C’è un passaggio dal quale debbo prendere le distanze. Eccolo: “Sulle
mura dei templi tibetani sono dipinti uomini con il fallo eretto e
coppie uomo/donna in unione sessuale. Chiaramente, il sesso non è
distinto dalla religione. Il fatto che questa religione sia tanto
favorevole al sesso deriva innanzitutto dal riconoscimento che ognuno
desidera la felicità e non vuole la sofferenza”.

Hopkins si sbaglia a pensare che quelle pitture sulle pareti dei
templi tibetani indichino che il buddismo consideri il sesso una via
alla felicità. Esse sono rappresentazioni in codice di dottrine
metafisiche. Il sesso non è una via alla felicità più di quanto non lo
siano il mangiare o il guardare la televisione. Egli sbaglia a
definire il buddismo “favorevole al sesso”; esso è neutrale verso il
sesso. Per chi fosse afflitto dagli ostacoli occidentali all’attività
sessuale, la neutralità potrebbe sembrare una cosa estremamente
positiva, ma se i tibetani fossero davvero favorevoli al sesso, per
imparare qualcosa sull’argomento non avrebbero avuto bisogno di fare
affidamento sui manuali sessuali induisti.

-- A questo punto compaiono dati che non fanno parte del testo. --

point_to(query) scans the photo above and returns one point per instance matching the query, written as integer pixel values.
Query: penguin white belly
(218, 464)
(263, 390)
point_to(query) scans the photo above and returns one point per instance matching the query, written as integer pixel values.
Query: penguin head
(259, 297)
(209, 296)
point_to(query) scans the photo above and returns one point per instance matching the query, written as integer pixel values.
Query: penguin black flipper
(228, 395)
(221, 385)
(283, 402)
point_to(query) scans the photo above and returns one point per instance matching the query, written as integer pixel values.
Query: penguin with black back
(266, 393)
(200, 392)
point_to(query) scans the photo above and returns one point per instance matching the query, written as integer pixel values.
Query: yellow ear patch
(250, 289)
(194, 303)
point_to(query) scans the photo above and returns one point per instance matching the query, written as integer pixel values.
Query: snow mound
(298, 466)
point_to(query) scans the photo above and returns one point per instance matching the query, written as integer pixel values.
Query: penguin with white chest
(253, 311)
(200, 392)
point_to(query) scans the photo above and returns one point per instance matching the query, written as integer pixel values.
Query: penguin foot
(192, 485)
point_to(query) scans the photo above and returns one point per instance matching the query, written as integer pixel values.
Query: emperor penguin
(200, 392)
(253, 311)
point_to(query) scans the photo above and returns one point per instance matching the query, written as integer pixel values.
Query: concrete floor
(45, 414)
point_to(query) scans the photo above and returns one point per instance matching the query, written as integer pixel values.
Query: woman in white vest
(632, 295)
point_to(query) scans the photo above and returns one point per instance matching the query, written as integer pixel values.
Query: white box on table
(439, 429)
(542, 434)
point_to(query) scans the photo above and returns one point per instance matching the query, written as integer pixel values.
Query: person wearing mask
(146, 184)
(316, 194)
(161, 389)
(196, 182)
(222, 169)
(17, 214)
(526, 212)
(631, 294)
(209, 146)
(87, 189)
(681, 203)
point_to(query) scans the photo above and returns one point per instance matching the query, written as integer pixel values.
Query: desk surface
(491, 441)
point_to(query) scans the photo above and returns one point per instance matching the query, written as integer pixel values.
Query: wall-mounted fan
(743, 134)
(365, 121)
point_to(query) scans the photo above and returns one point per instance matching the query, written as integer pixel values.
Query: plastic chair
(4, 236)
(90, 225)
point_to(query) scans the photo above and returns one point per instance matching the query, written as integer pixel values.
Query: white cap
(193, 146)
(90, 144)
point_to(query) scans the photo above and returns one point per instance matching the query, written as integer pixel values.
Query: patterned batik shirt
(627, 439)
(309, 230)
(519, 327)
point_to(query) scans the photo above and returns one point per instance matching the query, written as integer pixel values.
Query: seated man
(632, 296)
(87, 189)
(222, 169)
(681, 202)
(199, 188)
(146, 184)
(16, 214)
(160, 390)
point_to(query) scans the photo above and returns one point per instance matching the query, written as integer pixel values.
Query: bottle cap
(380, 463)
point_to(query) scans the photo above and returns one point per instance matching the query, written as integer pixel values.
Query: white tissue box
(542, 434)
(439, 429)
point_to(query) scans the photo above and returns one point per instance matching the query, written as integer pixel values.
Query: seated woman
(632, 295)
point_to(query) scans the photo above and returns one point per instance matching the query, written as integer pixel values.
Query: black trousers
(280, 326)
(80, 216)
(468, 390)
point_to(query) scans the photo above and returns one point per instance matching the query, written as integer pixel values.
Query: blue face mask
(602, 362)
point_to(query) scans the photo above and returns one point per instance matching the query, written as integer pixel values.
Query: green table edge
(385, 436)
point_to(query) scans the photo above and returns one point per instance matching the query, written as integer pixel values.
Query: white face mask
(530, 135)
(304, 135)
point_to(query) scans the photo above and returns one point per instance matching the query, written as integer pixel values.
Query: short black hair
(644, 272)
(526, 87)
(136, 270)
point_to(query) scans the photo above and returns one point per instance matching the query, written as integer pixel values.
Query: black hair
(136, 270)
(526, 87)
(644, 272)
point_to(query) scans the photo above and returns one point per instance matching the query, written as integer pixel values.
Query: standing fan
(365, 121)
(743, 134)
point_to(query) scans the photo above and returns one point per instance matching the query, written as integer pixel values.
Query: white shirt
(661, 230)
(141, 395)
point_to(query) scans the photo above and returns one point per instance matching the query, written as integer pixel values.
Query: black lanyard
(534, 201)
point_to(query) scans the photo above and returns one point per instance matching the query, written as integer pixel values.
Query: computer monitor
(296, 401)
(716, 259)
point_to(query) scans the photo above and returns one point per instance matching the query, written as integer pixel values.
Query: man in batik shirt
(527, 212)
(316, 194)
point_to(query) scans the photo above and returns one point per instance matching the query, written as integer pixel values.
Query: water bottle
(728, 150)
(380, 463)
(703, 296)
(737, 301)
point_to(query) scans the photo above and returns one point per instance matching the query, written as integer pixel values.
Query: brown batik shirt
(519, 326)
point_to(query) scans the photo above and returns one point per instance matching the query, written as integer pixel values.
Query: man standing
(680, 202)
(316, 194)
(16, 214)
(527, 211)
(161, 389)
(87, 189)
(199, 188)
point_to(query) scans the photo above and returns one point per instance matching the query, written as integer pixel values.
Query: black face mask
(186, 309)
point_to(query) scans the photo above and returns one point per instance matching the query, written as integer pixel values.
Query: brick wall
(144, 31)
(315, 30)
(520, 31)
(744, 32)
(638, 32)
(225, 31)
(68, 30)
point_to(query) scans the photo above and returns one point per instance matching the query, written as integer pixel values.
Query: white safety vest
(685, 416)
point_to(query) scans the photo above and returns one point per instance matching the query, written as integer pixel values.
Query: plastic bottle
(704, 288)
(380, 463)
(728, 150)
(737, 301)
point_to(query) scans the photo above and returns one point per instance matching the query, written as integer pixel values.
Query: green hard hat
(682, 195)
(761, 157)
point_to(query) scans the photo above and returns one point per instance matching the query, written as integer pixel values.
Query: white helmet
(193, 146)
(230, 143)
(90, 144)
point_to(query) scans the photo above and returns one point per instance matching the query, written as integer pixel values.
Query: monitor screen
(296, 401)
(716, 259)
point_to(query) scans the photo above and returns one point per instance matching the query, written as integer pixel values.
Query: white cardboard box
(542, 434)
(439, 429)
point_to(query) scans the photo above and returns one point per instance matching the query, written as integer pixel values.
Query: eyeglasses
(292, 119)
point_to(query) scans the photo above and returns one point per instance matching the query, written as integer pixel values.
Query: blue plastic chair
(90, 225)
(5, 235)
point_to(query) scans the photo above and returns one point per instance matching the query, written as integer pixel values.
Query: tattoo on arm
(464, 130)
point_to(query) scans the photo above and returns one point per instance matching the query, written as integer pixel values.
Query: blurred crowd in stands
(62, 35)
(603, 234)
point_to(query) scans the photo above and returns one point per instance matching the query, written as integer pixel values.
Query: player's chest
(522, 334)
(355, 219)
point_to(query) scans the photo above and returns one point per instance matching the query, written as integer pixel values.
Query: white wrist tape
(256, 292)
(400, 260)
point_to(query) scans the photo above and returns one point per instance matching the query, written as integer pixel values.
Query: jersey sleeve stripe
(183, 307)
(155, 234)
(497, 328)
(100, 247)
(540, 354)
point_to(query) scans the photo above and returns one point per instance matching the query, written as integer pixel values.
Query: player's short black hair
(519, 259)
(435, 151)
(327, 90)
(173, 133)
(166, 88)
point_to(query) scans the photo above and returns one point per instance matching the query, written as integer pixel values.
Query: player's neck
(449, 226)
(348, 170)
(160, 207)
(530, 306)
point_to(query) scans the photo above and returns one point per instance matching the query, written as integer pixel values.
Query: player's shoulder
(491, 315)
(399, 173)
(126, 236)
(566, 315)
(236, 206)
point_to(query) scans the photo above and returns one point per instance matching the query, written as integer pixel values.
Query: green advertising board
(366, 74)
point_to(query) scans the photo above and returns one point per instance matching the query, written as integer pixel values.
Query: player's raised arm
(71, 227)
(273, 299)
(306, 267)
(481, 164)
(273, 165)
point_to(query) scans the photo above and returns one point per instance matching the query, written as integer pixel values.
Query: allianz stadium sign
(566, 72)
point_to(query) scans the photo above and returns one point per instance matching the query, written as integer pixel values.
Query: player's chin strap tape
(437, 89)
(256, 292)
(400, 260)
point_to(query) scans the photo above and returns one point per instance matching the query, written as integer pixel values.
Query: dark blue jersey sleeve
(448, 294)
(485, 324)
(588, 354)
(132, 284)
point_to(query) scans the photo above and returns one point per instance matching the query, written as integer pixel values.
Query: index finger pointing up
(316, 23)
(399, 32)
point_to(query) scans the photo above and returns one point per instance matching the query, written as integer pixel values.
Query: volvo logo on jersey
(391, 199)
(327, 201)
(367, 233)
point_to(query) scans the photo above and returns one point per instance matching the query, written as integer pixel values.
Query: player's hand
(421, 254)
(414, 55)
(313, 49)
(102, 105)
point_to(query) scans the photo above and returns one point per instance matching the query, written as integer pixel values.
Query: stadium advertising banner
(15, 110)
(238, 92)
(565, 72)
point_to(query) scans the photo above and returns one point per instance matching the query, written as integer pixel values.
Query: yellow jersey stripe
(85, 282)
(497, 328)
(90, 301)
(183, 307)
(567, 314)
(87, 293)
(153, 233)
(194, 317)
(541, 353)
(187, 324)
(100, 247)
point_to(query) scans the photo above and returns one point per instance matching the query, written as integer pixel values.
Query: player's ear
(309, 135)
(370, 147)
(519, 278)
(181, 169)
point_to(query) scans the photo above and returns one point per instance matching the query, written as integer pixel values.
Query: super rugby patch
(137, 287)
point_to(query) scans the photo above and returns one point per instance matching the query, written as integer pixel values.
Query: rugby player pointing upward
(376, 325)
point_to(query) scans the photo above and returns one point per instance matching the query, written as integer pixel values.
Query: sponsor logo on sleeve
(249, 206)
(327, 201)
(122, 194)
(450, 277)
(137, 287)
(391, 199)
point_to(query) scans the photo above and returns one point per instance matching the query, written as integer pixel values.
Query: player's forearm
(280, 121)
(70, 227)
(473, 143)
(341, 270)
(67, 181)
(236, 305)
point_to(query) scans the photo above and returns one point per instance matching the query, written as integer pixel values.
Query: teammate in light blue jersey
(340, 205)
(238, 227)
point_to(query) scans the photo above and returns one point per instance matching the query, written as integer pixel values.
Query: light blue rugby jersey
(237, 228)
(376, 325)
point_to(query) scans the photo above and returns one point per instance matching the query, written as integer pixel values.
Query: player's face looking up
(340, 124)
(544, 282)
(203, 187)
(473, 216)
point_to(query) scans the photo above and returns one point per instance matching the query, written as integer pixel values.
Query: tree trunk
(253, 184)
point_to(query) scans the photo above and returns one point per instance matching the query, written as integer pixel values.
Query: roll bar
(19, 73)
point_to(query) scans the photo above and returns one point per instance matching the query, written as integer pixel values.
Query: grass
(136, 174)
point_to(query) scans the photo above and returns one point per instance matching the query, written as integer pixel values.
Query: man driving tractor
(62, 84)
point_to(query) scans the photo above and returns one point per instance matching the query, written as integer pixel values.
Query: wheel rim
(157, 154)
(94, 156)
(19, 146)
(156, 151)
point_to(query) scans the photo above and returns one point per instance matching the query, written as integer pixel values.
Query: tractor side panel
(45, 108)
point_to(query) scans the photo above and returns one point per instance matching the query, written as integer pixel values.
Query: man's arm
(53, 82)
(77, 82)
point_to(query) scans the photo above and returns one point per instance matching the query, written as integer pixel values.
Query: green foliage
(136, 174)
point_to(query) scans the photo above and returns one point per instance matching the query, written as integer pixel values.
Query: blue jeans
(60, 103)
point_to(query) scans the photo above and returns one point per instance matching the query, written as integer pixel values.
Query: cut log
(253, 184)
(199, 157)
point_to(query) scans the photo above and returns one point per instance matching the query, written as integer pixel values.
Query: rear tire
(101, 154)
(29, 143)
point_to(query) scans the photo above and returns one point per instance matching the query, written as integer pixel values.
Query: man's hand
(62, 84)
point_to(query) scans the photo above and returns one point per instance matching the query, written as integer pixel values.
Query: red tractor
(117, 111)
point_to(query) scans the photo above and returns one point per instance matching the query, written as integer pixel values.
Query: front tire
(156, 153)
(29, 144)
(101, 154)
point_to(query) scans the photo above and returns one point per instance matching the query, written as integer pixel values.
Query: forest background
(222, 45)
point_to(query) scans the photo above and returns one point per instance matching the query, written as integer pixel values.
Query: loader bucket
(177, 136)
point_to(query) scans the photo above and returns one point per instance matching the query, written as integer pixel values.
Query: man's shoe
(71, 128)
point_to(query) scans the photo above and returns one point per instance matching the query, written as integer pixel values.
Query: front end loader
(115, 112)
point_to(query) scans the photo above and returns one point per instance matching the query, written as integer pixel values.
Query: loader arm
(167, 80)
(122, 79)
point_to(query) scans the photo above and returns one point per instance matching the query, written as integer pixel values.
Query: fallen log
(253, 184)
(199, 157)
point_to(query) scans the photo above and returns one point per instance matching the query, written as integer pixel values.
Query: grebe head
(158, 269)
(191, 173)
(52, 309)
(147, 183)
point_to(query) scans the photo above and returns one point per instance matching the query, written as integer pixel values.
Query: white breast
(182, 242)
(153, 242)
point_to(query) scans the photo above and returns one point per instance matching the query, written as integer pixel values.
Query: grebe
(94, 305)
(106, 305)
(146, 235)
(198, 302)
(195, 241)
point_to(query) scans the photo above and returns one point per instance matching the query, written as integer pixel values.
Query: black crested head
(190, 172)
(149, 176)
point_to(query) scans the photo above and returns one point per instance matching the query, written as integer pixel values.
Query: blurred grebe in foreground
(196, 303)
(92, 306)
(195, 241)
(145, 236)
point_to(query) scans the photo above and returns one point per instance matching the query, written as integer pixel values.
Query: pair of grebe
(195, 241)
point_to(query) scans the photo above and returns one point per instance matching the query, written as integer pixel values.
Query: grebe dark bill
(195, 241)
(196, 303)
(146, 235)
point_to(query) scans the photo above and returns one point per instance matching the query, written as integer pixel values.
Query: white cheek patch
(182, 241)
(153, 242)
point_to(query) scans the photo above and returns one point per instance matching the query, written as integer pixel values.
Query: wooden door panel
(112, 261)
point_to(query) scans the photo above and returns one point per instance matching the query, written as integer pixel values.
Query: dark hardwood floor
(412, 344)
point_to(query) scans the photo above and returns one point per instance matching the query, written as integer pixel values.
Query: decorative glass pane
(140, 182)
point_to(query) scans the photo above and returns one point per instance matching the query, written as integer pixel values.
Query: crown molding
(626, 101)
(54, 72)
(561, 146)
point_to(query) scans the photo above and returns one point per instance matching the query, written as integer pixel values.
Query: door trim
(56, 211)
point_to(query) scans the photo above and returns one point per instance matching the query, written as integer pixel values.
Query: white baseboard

Di solito, evito di criticare un uomo della cultura, l’intelligenza,
l’integrità e la creatività di Hopkins. Ma in questo caso i suoi
ultimi scritti rientrano in un gruppo di opere più biasimevoli che
hanno contribuito a creare una falsa immagine della sessualità
buddista. Per esempio, recentemente una radio austriaca mi ha chiesto
un’opinione su una delle opere più fuorvianti di questo tipo: una
folle diatriba di 800 pagine sul Dalai Lama, la sessualità, il
controllo della mente e il Kalachakra Tantra.

Quest’opera è una fantasia psicotica, ma dobbiamo accollarci il
fastidio di confutarla. Un decennio fa, avrei potuto semplicemente
dire che nessuno studioso serio avrebbe mai associato gli insegnamenti
della tradizione del Dalai Lama alla comune sessualità umana. Adesso,
gli ultimi scritti di tibetologi innovativi – i quali cercano nel
tantra un sostegno non necessario alle loro idee sul femminismo,
l’emancipazione dei sessi o la libera attività sessuale – hanno aperto
la strada all’attuale moltiplicazione degli equivoci più grotteschi.

Robin Kornman è professore di letteratura comparata e membro fondatore
del Malanda Translation Committee. Attualmente, con il sostegno del
National Endowment for the Humanities (Fondo nazionale per le
discipline classiche) e la fondazione Shambhala, sta traducendo il
poema epico tibetano di Gesar di Ling.